Издавна сильный и храбрый народ Российский любил со всеми окрестными народами пребывать в мире и тишине, соблюдая свой и других покой; но когда бурное дыхание возстающей на него вражды понуждало его поднять меч свой на защиту Веры и Отечества, тогда не было времен, в которыя бы рвение и усердие верных сынов России во всех чинах и званиях не оказалось во всей своей силе и славе. Ныне настоит необходимая надобность увеличить число войск Наших новыми запасными войсками. Крепкия о Господе воинския силы Наши уже ополчены и устроены к обороне Царства. Мужество и храбрость их всему свету известны. Надежда престола и державы твердо на них лежит. Но жаркий дух их и любовь к Нам и к Отечеству да не встретят превосходнаго против себя числа сил неприятельских!
Сего ради, хотя и с Отеческим соболезнованием о новой народной тягости, но с тем же Отеческим попечением приемля все возможныя меры и предосторожности к охранению безопасности и благоденствия каждаго и всех, повелеваем:" - Государь приказал прибавить к сей бумаге правила, на каких должно было сделать сей набор, подписал ее и в тот же день (23 марта 1812) отослал в Сенат.
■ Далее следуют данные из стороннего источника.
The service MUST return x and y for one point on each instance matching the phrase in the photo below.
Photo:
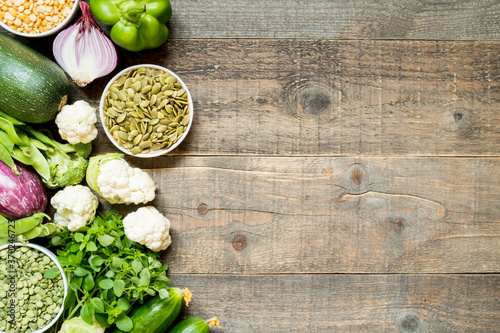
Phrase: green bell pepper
(136, 25)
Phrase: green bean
(39, 144)
(7, 159)
(18, 136)
(40, 164)
(8, 117)
(22, 154)
(6, 140)
(23, 225)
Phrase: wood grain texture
(324, 98)
(346, 303)
(256, 215)
(345, 19)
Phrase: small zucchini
(195, 325)
(34, 88)
(157, 314)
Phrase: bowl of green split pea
(33, 288)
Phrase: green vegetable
(108, 273)
(77, 325)
(58, 164)
(157, 314)
(135, 24)
(33, 87)
(27, 228)
(28, 285)
(194, 325)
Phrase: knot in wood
(409, 323)
(357, 179)
(458, 115)
(357, 176)
(307, 97)
(399, 224)
(239, 242)
(203, 209)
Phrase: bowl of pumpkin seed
(146, 110)
(33, 289)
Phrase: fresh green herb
(108, 272)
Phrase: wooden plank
(256, 215)
(379, 98)
(346, 303)
(347, 19)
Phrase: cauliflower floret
(147, 226)
(75, 206)
(118, 182)
(76, 123)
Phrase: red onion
(84, 51)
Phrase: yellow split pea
(34, 16)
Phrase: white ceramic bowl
(52, 31)
(52, 256)
(152, 153)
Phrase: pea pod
(22, 155)
(18, 136)
(23, 225)
(40, 164)
(8, 117)
(6, 140)
(7, 158)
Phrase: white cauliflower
(75, 206)
(76, 122)
(147, 226)
(117, 182)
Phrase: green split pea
(28, 300)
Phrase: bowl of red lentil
(36, 18)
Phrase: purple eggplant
(21, 195)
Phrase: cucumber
(156, 314)
(34, 88)
(194, 325)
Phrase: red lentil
(34, 16)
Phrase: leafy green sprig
(107, 272)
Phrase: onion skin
(21, 195)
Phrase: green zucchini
(156, 314)
(194, 325)
(34, 88)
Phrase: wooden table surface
(342, 170)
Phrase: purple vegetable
(21, 195)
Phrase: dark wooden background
(342, 170)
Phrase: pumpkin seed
(151, 108)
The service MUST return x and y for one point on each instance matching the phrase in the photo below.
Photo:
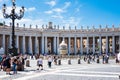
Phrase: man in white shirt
(40, 64)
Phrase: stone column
(30, 45)
(23, 45)
(75, 45)
(106, 44)
(69, 46)
(10, 41)
(93, 44)
(43, 45)
(87, 45)
(3, 42)
(81, 45)
(36, 44)
(46, 48)
(100, 44)
(55, 45)
(113, 44)
(119, 43)
(17, 42)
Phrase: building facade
(47, 39)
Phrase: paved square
(75, 71)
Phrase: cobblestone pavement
(75, 71)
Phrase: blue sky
(67, 12)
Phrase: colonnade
(82, 44)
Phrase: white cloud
(58, 10)
(30, 9)
(67, 4)
(48, 12)
(57, 16)
(29, 22)
(51, 3)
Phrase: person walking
(49, 61)
(40, 64)
(14, 66)
(8, 65)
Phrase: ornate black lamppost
(13, 16)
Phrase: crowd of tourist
(8, 63)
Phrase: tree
(1, 24)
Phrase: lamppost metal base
(13, 51)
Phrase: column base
(13, 51)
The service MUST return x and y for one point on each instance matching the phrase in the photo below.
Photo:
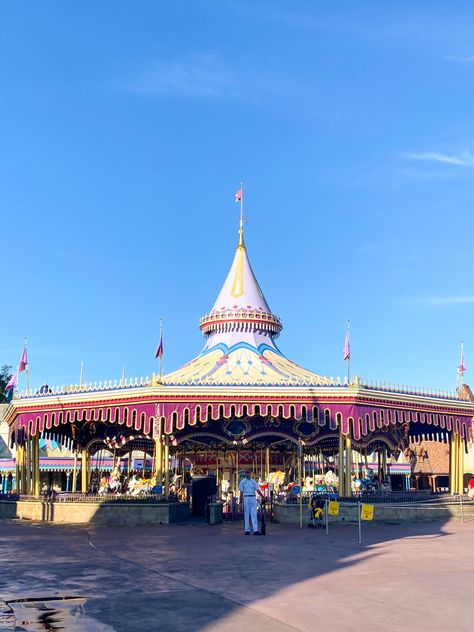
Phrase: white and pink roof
(240, 331)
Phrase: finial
(239, 198)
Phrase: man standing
(248, 487)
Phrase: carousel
(240, 404)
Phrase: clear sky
(126, 127)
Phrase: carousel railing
(77, 497)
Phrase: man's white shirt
(248, 486)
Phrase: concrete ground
(197, 577)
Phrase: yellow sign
(367, 512)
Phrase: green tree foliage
(5, 375)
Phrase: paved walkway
(196, 577)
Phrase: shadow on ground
(198, 577)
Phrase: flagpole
(461, 369)
(242, 207)
(349, 357)
(27, 371)
(161, 354)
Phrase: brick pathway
(197, 577)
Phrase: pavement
(212, 578)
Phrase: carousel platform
(110, 511)
(395, 510)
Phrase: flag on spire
(23, 360)
(12, 382)
(347, 344)
(462, 367)
(159, 350)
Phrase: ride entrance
(241, 404)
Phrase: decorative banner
(366, 512)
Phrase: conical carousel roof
(240, 330)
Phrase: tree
(5, 375)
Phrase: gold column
(17, 469)
(35, 465)
(341, 463)
(453, 465)
(348, 477)
(166, 464)
(74, 473)
(159, 457)
(23, 468)
(460, 465)
(29, 462)
(84, 471)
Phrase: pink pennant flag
(12, 382)
(462, 367)
(23, 361)
(347, 345)
(159, 351)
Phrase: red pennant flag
(159, 351)
(13, 381)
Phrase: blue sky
(126, 127)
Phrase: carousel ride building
(240, 404)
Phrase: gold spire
(241, 243)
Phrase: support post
(158, 473)
(84, 471)
(167, 467)
(29, 462)
(74, 472)
(300, 468)
(35, 465)
(460, 464)
(453, 464)
(23, 468)
(17, 485)
(348, 477)
(341, 463)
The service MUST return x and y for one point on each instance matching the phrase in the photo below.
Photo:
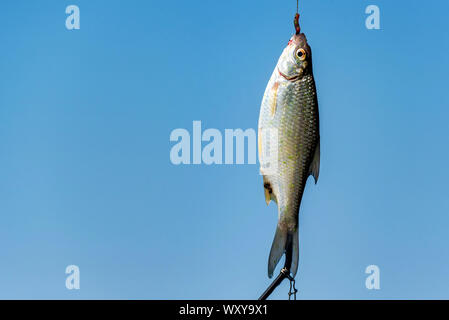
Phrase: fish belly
(291, 110)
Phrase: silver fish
(289, 144)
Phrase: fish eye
(301, 54)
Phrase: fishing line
(296, 21)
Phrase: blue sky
(86, 177)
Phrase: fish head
(296, 59)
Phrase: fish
(289, 145)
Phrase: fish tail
(284, 242)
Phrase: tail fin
(284, 242)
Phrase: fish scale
(290, 108)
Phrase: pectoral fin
(315, 165)
(268, 189)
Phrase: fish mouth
(289, 78)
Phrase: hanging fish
(289, 134)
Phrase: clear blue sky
(85, 175)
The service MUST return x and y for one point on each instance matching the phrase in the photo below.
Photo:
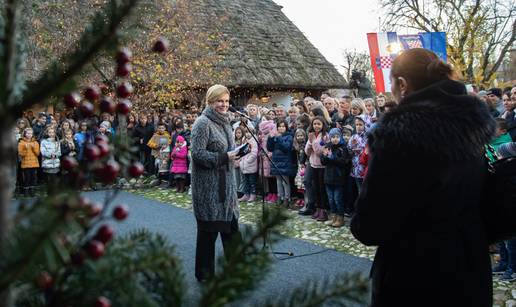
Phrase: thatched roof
(266, 49)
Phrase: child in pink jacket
(249, 169)
(179, 169)
(317, 139)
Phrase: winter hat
(105, 124)
(267, 126)
(360, 117)
(335, 132)
(507, 150)
(495, 91)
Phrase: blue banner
(435, 41)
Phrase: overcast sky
(334, 25)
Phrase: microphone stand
(261, 150)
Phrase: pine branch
(139, 269)
(28, 241)
(97, 36)
(244, 265)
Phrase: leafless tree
(479, 32)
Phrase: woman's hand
(232, 156)
(311, 137)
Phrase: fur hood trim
(439, 121)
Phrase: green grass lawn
(304, 228)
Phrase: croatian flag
(383, 48)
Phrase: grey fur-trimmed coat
(421, 201)
(214, 194)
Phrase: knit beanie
(507, 150)
(335, 132)
(105, 124)
(348, 128)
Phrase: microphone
(232, 109)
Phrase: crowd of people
(311, 156)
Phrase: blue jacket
(338, 164)
(283, 155)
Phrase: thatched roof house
(267, 51)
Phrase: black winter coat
(420, 201)
(338, 165)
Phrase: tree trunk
(7, 184)
(122, 128)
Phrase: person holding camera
(421, 199)
(214, 191)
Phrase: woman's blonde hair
(214, 92)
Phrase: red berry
(121, 212)
(86, 109)
(92, 93)
(92, 152)
(69, 163)
(161, 45)
(136, 169)
(123, 70)
(107, 105)
(101, 139)
(124, 107)
(123, 56)
(95, 249)
(104, 149)
(124, 90)
(78, 258)
(104, 234)
(104, 89)
(95, 209)
(72, 99)
(45, 280)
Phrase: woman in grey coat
(213, 180)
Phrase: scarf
(223, 121)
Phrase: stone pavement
(302, 227)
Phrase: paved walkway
(306, 229)
(164, 212)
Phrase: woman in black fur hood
(420, 201)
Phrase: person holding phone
(214, 191)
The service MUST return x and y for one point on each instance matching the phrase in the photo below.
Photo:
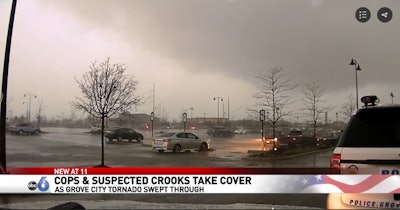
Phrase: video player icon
(385, 14)
(363, 14)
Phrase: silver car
(180, 141)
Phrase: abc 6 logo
(32, 185)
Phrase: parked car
(369, 144)
(180, 141)
(329, 140)
(241, 131)
(220, 131)
(24, 128)
(123, 133)
(296, 138)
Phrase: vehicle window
(295, 133)
(373, 128)
(182, 135)
(166, 134)
(191, 136)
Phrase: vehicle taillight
(335, 163)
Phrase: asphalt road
(74, 147)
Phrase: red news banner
(166, 171)
(194, 180)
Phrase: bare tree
(273, 95)
(313, 94)
(39, 115)
(349, 107)
(107, 91)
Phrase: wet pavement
(75, 147)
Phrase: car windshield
(166, 134)
(295, 133)
(209, 67)
(373, 128)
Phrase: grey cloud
(310, 39)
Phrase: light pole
(391, 95)
(191, 114)
(356, 68)
(27, 110)
(218, 99)
(29, 104)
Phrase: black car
(296, 138)
(123, 133)
(220, 131)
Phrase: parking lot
(77, 147)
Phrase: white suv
(370, 144)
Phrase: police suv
(370, 144)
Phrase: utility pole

Через несколько дней Александр Дмитриевич Балашов, увидясь со мною, сказал мне: "Император сбирается с войсками идти в поход, и, думаю, возмет тебя с собою". На это отвечал я: "куда мне в мои лета и с моим худым здоровьем таскаться по походам". Этот разговор наш разнесся по городу с обыкновенными прибавлениями, будто Государь предлагал мне ехать с ним, но я от того отказался. Молва сия была мне досадна: я опасался, что она дойдет до Государя, и может подать ему повод к какому-либо на меня неудовольствию. Между тем время проходило, и Государь меня больше не спрашивал. Слухи об определении меня к нему умолкли, а наконец и день отъезда его был назначен. Уверяясь совершенно, что я по-прежнему остаюсь дома, принялся я опять за мои обыкновенные упражнения; но вдруг поутру в самой тот день, как ему надлежало ехать, присылает он за мною. Я приезжаю, вхожу. Он говорит мне: "Я бы желал, чтобы вы поехали со мною". Может быть для вас это и тяжело, но для Отечества нужно". – Государь! Сказал я с некоторым жаром, силы и способности мои не от меня зависят, но в ревности и усердии служить Вашему Величеству я никому не уступлю: употребите меня как и куда угодно; я готов остальные дни мои посвятить Вам и Отечеству. Между тем, однако ж (примолвил я с некоторою улыбкою) позвольте, Государь, донести Вам о себе правду: я морской человек с сухопутными войсками никогда не хаживал, плавал всегда на кораблях, и даже верхом ездить не смогу и не умею. Вы будете иметь во мне худаго сопутника". – На это отвечал он мне, также усмехнувшись: "мое дело употреблять тебя там, где в верховой езде не будет надобности". – Тут подписал он указ, повелевающий мне быть при его Особе Государственным Секретарем, и вскоре за сим отправился в путь, в Вильну, дозволив мне остаться после себя дни два или три дома для приготовления к сему походу, о котором я до самаго сего времени не имел ни малейшего помысла. Из Царскаго села прислал он повеление дать мне придворную коляску и с лошадьми, которая всегда находилась при мне.